Sunday, April 11, 2010

Near new dogs...

Yesterday, after a morning walk on the bike trail and then a couple hours with Shawn from Capitol Times, Vanya got to go see dogs in the distance. This doesn't sound exciting, but for Vanya, it is. Very exciting.

We went up to the Prairie Moraine dog park outside of Verona, a vast and very crowded dog park with miles of trails, and most important for our purposes, several places where you can park well away from the park and still see dogs and people. We started up at the end of the park fence, and Vanya did well there for a while, playing LAT with dogs in the distance. When he started whining, I'd have him hop back into the crate inside the car, where he could calm down faster. But then an odd man with 4 barking dogs came up along the fence and stopped and stayed too close to us. Even though I had Vanya jump into the car and even though I shut the door and kept clicking away for moments of silence, this still sent him far over threshold.

So we drove to the church parking lot a little further away, and this worked much better. Over and over again we practiced LAT with the distant dogs, then taking a break by jumping into the car or walking off behind the church to sniff the mulch. Vanya was clearly calming down a lot, but I suspected this was a bit of flooding, although possibly a bit of realization that those other jumping, leaping, barking dogs in the distance weren't going to come over near him, so he was safe.

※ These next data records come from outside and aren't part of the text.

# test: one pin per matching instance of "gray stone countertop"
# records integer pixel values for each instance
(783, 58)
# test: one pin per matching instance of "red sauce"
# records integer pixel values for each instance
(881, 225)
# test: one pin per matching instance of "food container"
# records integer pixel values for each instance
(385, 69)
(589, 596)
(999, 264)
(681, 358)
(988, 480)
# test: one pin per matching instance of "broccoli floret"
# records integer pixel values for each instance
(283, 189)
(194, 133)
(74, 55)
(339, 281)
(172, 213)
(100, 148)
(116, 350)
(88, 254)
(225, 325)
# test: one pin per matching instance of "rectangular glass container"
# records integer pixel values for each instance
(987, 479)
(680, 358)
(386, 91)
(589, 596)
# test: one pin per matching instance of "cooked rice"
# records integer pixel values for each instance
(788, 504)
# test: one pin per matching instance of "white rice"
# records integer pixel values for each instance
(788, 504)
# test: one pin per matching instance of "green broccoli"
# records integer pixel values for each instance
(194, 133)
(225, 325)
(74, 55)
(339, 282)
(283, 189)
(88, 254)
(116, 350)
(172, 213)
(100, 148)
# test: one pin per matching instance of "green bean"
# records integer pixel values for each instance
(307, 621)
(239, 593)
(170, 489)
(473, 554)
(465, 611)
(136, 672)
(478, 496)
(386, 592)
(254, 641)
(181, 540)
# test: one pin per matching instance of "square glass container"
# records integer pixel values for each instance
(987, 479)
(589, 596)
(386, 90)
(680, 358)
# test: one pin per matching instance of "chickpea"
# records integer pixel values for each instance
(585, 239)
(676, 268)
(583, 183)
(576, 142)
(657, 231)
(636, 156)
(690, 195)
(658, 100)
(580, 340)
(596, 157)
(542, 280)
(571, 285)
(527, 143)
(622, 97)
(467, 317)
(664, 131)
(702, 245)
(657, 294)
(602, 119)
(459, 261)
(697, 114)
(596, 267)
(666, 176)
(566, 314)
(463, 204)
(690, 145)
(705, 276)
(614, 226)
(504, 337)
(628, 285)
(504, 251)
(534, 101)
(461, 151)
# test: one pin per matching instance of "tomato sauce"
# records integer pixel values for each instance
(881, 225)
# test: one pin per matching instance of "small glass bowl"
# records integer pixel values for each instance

It's taken me a while to realize how much anxiety and fear are mixed in with his responses to other dogs. Because part of this is my fault (keeping him from playing with other dogs because of my concerns about his potential reaction; associating the sight of new dogs with pain and tension on the leash, etc), it's hard to see.  Vanya became very eager to jump back into the car between our brief forays out into the parking lot. When we did our short walks, he was able to target, watch, sit, etc.

Exhausting, but I think it was valuable, once I figured out how to keep him at a consistent distance where he didn't have to worry about a dog showing up suddenly too close to him.